Alyson Martin, Cannabis Wire: The definition of equity in New York is really interesting to me, especially as someone who grew up near quite a few farms. “Distressed farmers” qualify, for example, along with women and veteran-owned businesses. I’m curious, how are you all thinking about equity as you’re building out this new venture?
Claudia Wilsey Bright: I think that is one of the most appealing pieces of the legislation, to me personally, having grown up there with a distressed farmer. And, equity is extremely important to me. I moved from Saratoga, from Greenfield Center, to Los Angeles. It’s quite a dichotomy, shall we say, in lifestyle, and it’s just very, very important to me to give back. And, you know, we’ve been blessed, but to give back to the community I came from, because that’s who I am, it’s a very strong piece of what we want to do.

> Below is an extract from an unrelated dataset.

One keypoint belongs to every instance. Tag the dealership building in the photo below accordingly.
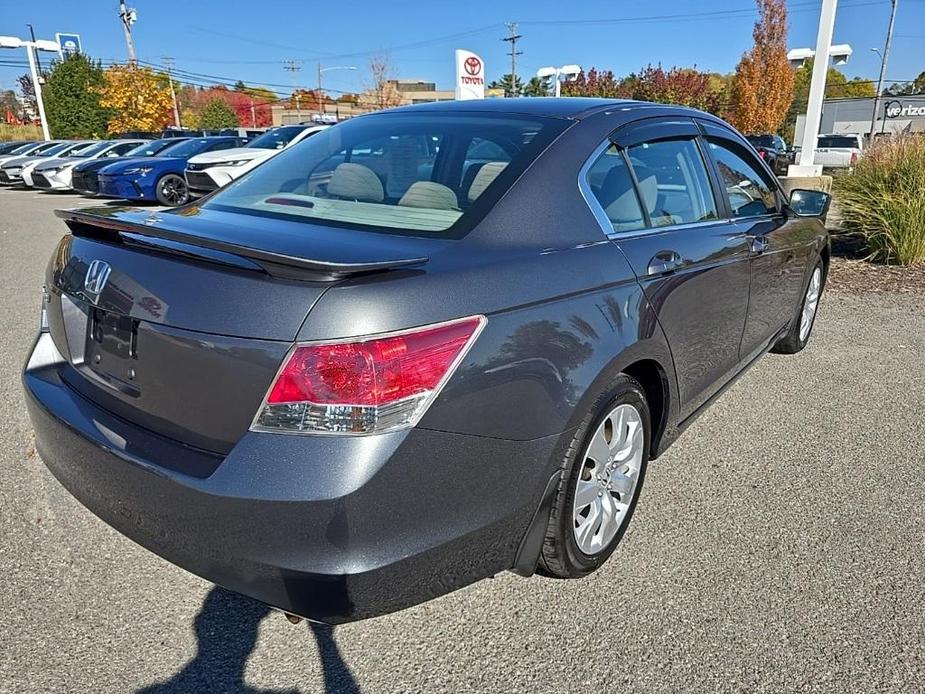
(897, 114)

Kevin Bright: It’s an example of what social justice should really look like, to take something that was the source of a lot of pain, to certain groups more than others — far more people of color have been arrested in connection with cannabis — and turn it around and say, okay, those who had paid the greatest price will take the greatest benefit from this. And I think that’s a wonderful way to contextualize cannabis in New York state.
Alyson Martin, Cannabis Wire: The deadline for localities to opt out of some commercial cannabis activities is December 31. Are you talking to local officials yet to gain support or perhaps educate them? Or are you talking to other farmers about their plans?

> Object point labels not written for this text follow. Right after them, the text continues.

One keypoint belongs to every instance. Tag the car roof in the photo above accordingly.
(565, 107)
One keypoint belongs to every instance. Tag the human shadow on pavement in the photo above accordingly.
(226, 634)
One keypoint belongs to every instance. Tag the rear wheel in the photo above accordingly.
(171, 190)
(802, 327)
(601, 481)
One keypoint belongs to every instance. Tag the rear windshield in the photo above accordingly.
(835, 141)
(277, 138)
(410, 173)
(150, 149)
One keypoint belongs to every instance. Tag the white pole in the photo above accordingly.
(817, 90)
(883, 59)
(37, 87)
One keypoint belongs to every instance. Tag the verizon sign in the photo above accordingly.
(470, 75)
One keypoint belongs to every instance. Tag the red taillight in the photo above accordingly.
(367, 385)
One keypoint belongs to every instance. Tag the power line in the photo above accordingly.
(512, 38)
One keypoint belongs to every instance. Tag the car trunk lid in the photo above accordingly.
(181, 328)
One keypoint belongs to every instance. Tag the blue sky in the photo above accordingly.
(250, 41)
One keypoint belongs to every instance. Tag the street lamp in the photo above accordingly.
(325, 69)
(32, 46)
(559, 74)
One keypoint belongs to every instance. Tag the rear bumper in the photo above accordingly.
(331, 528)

Kevin Bright: We’re starting to talk to local officials and gather support. And honestly, it’s new land and we’re trying to, like many other people, get the lay of it. Our approach to it is about the long run, not about a money grab opportunity. And it is something that we see with the potential to reinvigorate the property that we’ve invested in and reinvigorate the community that we’re a part of.

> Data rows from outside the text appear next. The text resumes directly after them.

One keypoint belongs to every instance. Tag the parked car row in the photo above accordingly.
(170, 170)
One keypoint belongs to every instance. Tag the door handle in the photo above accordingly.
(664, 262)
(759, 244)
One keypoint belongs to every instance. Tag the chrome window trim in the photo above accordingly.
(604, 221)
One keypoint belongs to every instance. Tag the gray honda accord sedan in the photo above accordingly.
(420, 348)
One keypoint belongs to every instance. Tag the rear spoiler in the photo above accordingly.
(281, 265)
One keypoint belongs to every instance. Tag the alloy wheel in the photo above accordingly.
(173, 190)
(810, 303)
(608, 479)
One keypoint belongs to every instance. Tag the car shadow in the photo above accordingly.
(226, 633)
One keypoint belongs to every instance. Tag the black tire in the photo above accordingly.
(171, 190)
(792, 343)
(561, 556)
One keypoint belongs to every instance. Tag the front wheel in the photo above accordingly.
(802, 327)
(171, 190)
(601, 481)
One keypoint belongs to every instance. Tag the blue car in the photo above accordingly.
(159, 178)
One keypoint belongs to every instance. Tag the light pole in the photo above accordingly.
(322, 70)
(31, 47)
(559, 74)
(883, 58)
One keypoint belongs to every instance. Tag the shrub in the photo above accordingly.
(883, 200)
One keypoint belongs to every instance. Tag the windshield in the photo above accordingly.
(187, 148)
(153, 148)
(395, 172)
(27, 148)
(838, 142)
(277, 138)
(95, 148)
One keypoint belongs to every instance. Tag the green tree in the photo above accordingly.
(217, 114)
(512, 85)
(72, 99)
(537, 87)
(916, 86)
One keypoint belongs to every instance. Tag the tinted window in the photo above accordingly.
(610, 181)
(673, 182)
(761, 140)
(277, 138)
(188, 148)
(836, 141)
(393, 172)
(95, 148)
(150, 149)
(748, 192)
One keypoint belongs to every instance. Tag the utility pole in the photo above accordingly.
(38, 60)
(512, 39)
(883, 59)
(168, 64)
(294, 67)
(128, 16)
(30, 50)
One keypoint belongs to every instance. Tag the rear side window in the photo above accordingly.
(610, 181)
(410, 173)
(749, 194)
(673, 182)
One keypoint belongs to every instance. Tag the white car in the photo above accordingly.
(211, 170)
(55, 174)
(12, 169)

Alyson Martin, Cannabis Wire: As you know, I decided to reach out to you all after coming across a lobbying report. What are your cannabis-related lobbying priorities?
Kevin Bright: Another part of this is support and funding opportunities for a brand new industry. And unfortunately, as long as the federal classification of cannabis stands where it is, banks cannot support this new industry. So I would say the greatest single advance we need to make is to be able to tap into the financing resources that every other business has available to them.
Alyson Martin, Cannabis Wire: Alright, I saved this one, but I have to ask. I’m of an age where Friends had a pretty big impact on my youth, and there’s clearly a resurgence of interest now. Are you planning for any part of your cannabis venture to intersect with Friends? You know, The One Where the Friends Producer Grows Cannabis?
Kevin Bright: One of my favorite episodes of all time is The One Where Ross Gets High. So obviously we as the producers of Friends have always been friendly to the cannabis world and have presented it in a good light. So I just hope to be able to continue to do that as a member of the industry going forward.